La distance de plus en plus grande entre ce que l'on demande au monde et ce qu'il est capable de donner, c'est un fossé exponentiel qui se creuse.
- «Tout ceci n'est pas rassurant Charles, peut-être auriez vous une dernière pensée plus positive pour clôturer cet entretien et donner un peu d'espoir à nos auditeurs ? »

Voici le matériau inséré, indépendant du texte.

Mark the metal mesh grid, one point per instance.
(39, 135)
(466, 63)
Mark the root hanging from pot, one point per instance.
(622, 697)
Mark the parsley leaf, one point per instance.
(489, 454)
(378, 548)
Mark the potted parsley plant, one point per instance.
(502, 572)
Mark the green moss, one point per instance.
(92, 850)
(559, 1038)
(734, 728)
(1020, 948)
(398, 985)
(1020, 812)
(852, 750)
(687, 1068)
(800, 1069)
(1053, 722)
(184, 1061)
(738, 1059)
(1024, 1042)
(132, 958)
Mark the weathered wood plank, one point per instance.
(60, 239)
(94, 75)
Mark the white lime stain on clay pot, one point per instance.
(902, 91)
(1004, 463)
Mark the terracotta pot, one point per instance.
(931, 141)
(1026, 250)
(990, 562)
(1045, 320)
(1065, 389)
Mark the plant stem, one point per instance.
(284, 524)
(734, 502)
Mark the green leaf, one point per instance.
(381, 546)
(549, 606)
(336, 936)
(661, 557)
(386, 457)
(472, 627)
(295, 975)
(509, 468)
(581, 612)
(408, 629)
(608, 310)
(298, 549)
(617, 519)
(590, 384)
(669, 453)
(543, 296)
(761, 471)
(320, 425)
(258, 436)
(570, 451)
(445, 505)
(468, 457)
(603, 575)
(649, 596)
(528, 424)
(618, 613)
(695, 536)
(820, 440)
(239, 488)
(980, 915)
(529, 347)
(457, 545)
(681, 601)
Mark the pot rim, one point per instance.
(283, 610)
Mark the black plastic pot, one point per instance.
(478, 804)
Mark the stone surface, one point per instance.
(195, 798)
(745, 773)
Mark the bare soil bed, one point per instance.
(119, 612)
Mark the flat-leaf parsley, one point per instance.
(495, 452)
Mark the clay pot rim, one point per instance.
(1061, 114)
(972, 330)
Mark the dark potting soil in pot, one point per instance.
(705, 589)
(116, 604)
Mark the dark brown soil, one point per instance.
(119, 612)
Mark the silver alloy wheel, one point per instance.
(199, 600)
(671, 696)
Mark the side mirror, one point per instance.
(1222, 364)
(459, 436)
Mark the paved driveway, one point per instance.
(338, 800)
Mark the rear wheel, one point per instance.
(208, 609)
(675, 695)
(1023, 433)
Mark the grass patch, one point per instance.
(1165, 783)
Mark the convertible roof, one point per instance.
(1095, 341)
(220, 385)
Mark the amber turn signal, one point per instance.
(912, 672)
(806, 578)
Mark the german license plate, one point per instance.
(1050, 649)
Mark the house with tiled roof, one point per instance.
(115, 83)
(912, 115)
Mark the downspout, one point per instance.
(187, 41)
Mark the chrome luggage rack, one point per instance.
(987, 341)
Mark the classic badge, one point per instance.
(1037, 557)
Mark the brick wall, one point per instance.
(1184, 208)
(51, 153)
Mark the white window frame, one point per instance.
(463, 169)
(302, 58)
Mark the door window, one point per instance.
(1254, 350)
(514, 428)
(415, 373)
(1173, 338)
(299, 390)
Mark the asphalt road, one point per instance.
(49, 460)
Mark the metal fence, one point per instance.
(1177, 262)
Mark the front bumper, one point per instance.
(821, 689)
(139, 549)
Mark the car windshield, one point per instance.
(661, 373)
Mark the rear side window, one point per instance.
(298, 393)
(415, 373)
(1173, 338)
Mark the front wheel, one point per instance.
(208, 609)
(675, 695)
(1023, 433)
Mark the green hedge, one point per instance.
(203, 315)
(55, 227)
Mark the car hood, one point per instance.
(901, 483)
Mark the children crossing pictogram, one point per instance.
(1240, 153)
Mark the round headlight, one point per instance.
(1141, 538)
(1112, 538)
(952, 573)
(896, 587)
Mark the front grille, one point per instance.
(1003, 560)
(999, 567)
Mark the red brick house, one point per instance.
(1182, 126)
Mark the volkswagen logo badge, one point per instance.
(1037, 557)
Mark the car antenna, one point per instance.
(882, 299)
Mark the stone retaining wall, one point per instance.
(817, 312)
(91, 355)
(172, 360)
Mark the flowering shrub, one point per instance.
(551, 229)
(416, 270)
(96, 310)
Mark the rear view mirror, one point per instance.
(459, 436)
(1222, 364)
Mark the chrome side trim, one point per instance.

- « Vous savez Fatiha, je suis persuadé qu'il y a un "Je ne sais quoi" dans l'air, c'est encore imperceptible, une sorte de grâce qui va agir sans nul doute avec brio quand elle aura pris ses résolutions. Il faut croire en sa bonne fortune et lutter contre les vents contraires -"Le ciel est bleu et la mer est déchainée" disait Gracian. En sachant qu'il faut peu de choses pour faire un homme ordinaire mais beaucoup pour faire un homme universel- La rareté de ceux-ci étant telle qu'on croit communément qu'ils n'existent pas. La science ne doit pas produire ce nouveau trans humain ce Frankenstein des temps modernes.

J'aurais pu vous parler du coup de génie de Henning et de la méthode de classification dite cladistique (La classification phylogénétique), mais je me résumerai à ceci.
"Qu'est-ce qui est en conflit avec qui ?"
"Qui coopère avec qui ?"
Avec Henning, on oublie les grades et on classe par (appartenant) uniquement.
Si vous courrez vers le bord d'une falaise, est-ce que vous tombez ou est-ce que vous vous  envolez ? Méfiez-vous tout de même des poissons volants qui arrivent dans l'autre sens (joke).
Bonne route et merci de votre écoute.